Alrededor de un centenar de personas (sobre todo vecinos, familias paseando a sus críos o a sus perros) asistieron el viernes al ocaso en ese medio kilómetro de paseo. Enfrente sólo había un barco (uno que se dedica al buceo) anclado, cuando otrora ese tramo de costa se llenaba de lanchas y veleros. Una madre repartía sandwiches de pan de molde entre su prole de cuatro hijos. Ni siquiera estaban ocupados todos los bancos del paseo: en uno había cuatro vecinas contándose cómo les fue la jornada; en otro, una pareja que, vistos sus arrumacos, debía creer que asistir a ese fenómeno astronómico es súper romántico; más allá, dos amigos charlaban en árabe. Siete bancos estaban vacíos.

Atrapadas en el tiempo

Atrapadas en el tiempo

Las calles y las áreas turísticas de Sant Antoni parecen atrapadas en el tiempo, ancladas en el pasado 14 de marzo. Apenas hay transeúntes, lo cual es lógico si se tiene en cuenta que siguen cerrados numerosos alojamientos, como The Purple, Cervantes, Tropical, Mallorca, Piscis Park, All Suite, Brisa, Bellamar, Palau, Gran Sol, Don Pepe, Central City? Y algunos valientes que han abierto sus puertas lo pasan mal. «Ahí estamos, perdiendo ahora más dinero que si siguiéramos cerrados», cuenta con acritud el propietario de un hostal. Llama la atención el silencio en torno a la manzana del Ibiza Rocks. También, no tropezar con vómitos, u olerlos, cada dos pasos.
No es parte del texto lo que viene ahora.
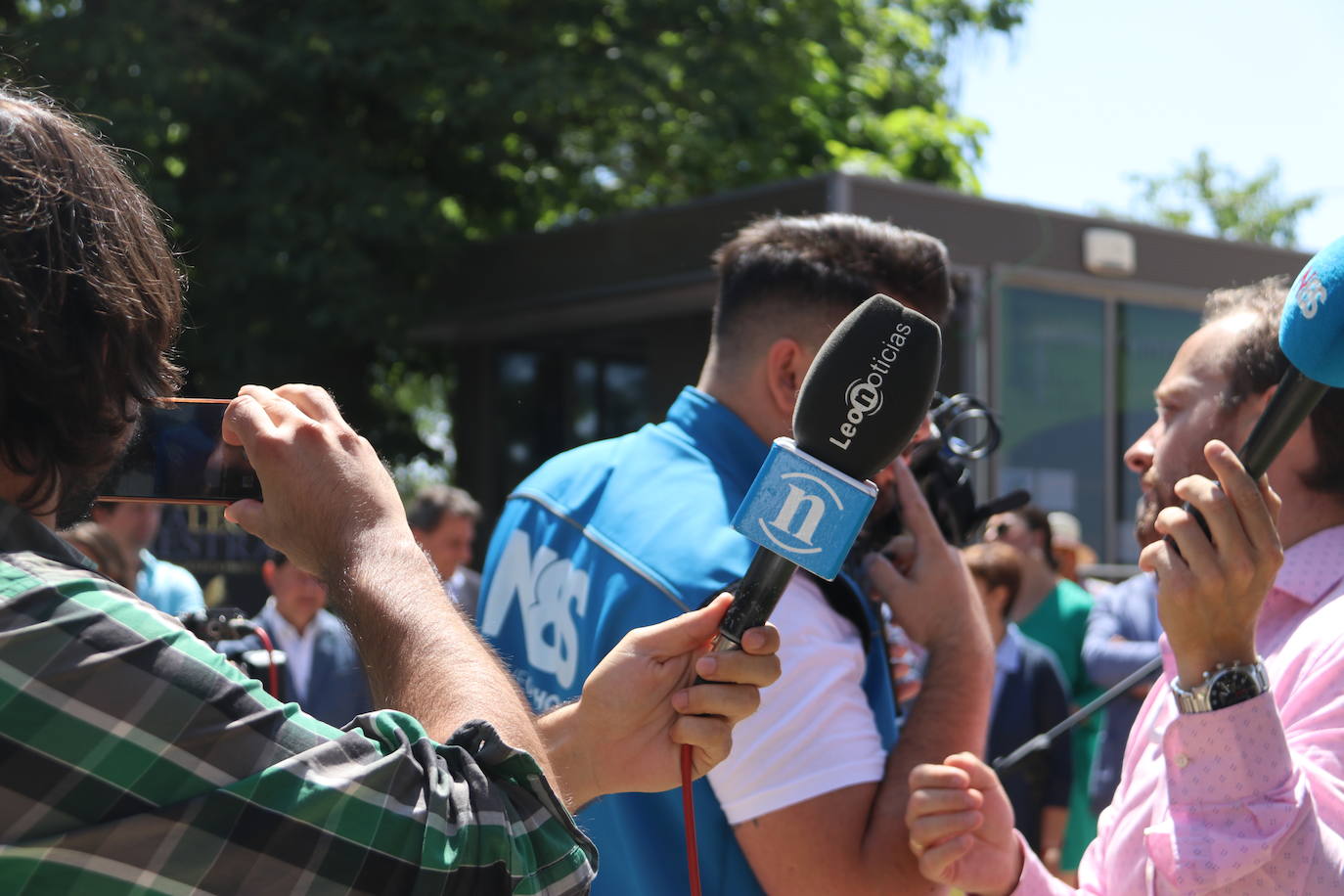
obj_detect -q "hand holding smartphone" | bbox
[98,398,261,504]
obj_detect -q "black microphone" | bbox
[715,295,942,650]
[177,607,256,644]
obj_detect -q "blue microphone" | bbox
[715,295,942,649]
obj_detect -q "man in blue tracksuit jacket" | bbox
[477,215,992,896]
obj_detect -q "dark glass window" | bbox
[1113,303,1199,562]
[499,349,650,492]
[998,288,1106,546]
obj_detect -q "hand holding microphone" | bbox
[1140,239,1344,690]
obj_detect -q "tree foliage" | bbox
[1101,149,1320,246]
[0,0,1029,449]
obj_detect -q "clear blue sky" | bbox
[955,0,1344,249]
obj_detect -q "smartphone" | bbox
[98,398,261,504]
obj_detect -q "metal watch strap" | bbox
[1171,657,1269,713]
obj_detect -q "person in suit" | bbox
[406,485,481,619]
[229,551,374,728]
[963,541,1072,875]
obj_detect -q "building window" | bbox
[497,349,650,493]
[993,287,1199,562]
[995,288,1106,546]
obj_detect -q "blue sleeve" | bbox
[1083,586,1158,688]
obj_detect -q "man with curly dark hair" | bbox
[0,90,779,895]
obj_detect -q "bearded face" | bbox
[1125,316,1250,548]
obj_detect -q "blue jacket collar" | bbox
[662,385,770,493]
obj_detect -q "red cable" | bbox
[254,626,280,699]
[682,744,700,896]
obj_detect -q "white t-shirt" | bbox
[266,597,317,702]
[709,575,887,825]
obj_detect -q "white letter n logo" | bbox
[770,485,827,544]
[758,472,844,554]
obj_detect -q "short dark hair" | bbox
[0,87,181,511]
[406,485,481,532]
[961,541,1021,619]
[712,213,952,360]
[1204,276,1344,494]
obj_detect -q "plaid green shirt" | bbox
[0,501,597,896]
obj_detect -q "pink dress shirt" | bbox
[1013,525,1344,896]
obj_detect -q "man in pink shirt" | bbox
[906,278,1344,896]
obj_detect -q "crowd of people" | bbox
[0,85,1344,896]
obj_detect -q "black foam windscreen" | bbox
[793,294,942,479]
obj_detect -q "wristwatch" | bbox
[1172,657,1269,712]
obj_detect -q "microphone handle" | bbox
[1167,364,1329,547]
[714,548,798,650]
[1237,364,1329,479]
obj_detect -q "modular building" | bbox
[418,173,1308,562]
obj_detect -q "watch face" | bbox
[1208,669,1261,709]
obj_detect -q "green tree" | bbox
[1102,149,1322,246]
[0,0,1029,454]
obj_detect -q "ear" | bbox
[987,584,1008,618]
[765,336,815,421]
[1229,382,1274,451]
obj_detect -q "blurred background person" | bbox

De ahí que nunca hubiera estado tan limpio el West. Como una patena. A escasos pasos de su entrada, una docena de taxistas esperan de brazos cruzados o charlando a que San Cristóbal, su patrón, les bendiga con una carrera. Si desde allí miran hacia la arteria principal del que antaño fue el barrio más conflictivo y concurrido de Sant Antoni, pero de donde manaban buena parte de sus clientes, se deprimen. La calle Santa Agnès está muerta. Sólo hay tres negocios abiertos en sus 175 metros de extensión: un kebab (semivacío), el bar-restaurante Cas Padrí (igual) y un hostal. La decisión del Govern de prohibir la apertura de los locales de ocio nocturno de esta zona de «turismo de excesos» (no de otras de la Comunitat) posiblemente será la puntilla para un barrio en el que, desde hace tiempo y año tras año, se volatilizan negocios: o no vuelven a abrir y o cuelgan carteles de se vende o traspasa.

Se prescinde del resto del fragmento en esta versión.